E assim, porque destacados num meio neutro, o objecto torna-se pregnante como uma escultura no terreno.
É esse o processo usado por Gastão de Brito para destacar as suas ruínas de prédios erodidos, que se isolam no seu tempo e fora do seu tempo.
As suas ruínas, (prédios, quintas, fachadas, interiores ou pormenores artísticos) são indiciados pela cor e elevam-se num meio de cinza de chãos, céus, construções ou mesmo pessoas.
No cinzentismo da envolvente, as ruínas ganham vida, essa vida de desolação e beleza tardia e frágil, que exige intervenção imediata.
O edifício que sobe a rampa difícil, impera na encosta no seu vermelhão envelhecido; a velha quinta com telhados seiscentistas e entradas para cavalos, amarelecida na sua erosão, distingue-se do aprumo e geometrismo recente das habitações que espreitam num plano posterior; A fonte que se avista no portal do prédio de construção adiada inviabiliza a destruição do edifício, mas é de novo a cor que sobressalta e fixa o olhar.
São notas alheias de cor, (uma buganvília, um rosa forte, os vidros partidos de um conhecido armazém…) que instalam a decadência e a sedução.
Por vezes o efeito de destaque é provocado pela claridade imposta ao objecto, uma das práticas da nova fotografia cartográfica.
O destaque transforma-se numa topografia.
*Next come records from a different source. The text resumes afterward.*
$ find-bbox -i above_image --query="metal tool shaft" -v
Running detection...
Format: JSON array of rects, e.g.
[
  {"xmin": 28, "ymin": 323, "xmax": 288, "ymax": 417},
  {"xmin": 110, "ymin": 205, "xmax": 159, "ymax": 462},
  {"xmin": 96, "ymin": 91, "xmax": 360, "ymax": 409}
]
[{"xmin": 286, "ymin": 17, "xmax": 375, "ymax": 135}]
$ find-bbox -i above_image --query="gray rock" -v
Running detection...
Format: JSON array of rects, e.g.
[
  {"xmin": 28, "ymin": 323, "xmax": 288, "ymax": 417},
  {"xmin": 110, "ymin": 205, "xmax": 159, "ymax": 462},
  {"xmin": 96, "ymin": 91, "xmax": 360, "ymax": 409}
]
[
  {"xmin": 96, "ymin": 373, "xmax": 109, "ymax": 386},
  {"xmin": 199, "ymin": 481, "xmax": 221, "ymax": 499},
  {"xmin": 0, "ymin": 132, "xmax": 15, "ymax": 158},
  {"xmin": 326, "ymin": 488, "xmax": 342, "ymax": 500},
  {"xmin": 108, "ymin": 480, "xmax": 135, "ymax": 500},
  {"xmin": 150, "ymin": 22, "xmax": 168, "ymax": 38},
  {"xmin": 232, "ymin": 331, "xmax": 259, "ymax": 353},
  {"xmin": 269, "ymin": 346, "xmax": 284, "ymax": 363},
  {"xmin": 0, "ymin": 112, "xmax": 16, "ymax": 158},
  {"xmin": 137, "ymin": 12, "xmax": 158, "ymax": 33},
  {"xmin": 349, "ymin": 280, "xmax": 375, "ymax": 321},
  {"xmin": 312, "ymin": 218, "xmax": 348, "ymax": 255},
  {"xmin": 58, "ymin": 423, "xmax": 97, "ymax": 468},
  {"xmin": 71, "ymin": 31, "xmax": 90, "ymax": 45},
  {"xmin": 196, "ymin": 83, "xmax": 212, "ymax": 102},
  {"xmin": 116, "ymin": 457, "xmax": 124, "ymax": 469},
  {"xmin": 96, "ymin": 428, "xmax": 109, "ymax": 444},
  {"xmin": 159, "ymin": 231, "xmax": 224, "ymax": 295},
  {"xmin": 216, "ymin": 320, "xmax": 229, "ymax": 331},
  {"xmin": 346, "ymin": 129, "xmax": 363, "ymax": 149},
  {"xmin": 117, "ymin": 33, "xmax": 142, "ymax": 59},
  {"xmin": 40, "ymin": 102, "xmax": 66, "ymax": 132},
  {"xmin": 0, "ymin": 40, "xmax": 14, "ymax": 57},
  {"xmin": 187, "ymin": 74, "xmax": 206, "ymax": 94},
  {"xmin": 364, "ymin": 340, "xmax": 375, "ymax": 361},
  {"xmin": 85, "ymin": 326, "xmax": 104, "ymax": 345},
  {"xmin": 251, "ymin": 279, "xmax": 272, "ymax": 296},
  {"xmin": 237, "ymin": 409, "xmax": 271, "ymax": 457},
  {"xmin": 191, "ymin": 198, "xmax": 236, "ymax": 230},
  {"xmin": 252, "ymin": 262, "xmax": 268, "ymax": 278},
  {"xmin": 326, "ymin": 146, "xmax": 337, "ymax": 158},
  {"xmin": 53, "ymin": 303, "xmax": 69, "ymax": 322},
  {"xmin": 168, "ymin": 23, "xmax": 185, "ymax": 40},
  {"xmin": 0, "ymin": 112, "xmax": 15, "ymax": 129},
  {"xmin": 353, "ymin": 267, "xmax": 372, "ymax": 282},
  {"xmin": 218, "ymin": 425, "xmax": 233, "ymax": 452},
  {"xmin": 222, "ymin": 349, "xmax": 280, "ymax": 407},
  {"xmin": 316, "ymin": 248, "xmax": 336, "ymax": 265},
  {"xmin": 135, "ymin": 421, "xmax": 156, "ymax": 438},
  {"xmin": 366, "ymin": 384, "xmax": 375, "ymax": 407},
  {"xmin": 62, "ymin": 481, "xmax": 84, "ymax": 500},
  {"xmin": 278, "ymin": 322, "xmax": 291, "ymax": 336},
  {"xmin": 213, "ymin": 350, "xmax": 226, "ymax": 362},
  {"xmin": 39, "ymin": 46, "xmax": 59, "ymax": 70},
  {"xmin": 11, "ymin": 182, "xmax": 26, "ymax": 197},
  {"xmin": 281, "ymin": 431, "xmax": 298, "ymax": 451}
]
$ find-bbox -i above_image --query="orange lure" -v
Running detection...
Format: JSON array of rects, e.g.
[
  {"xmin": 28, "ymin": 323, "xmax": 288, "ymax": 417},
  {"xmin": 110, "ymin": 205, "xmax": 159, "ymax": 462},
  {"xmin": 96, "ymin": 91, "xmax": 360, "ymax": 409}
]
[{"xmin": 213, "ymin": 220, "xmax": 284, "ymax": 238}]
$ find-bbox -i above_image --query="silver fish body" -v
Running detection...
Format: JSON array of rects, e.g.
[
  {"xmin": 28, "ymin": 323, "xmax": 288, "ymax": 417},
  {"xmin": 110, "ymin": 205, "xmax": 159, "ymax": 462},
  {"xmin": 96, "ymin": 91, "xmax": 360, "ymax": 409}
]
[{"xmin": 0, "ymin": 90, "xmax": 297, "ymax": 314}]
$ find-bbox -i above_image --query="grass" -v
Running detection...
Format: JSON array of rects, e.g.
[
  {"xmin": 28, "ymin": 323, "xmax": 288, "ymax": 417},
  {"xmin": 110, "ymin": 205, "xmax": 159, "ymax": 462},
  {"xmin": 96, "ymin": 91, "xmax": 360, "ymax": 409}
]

Outras imagens introduzem esse factor da erosão e do abandono contemporâneos que são os grafitti.
Podem por si só, eleger um edifício como ruína; ou proporcionar uma bela imagem: o homem de boné que não esconde os cabelos brancos, feito sombra cinzenta no colorido do muro sugestivo.
Os grafitti são um elemento informativo do nosso tempo, dizem o mesmo que a árvore de Maio da Revolução Francesa, anunciam a contestação e a afirmação de si de um grupo novo.
Podem ser arte, podem juntar um ar estético ao vazio. Mas tal como aqui os vemos também denunciam a degradação.
O sentido estético destas imagens de Gastão de Brito não se constrói a partir da nostalgia; entranha-se como uma variante da própria fotografia que nos mostra o que foi como uma emanação; que nos fala de presença e ausência simultânea.
São ambas, ruínas e imagem fotográfica, o sinal de uma catástrofe e à iminência de um desastre, (a fotografia, suspendendo o tempo é uma catástrofe no conceito das leis da Natureza). Ambas assinam uma declaração de morte.
Talvez por isso mesmo, nessa aliança dos dois objectos, ruínas e imagem fotográfica, a nostalgia infiltra-se por entre os recursos da cartografia. Vestígios como estes não são apenas imagens, são semântica.
Dizem-nos de outros tempos, da vida que proporcionaram, da beleza que suscitaram. Dizem-nos das origens e da sua morte.
E legitimam a nossa frágil condição: em linguagem psicanalítica a casa é o nosso corpo e o seu fraccionamento, uma castração, uma perda.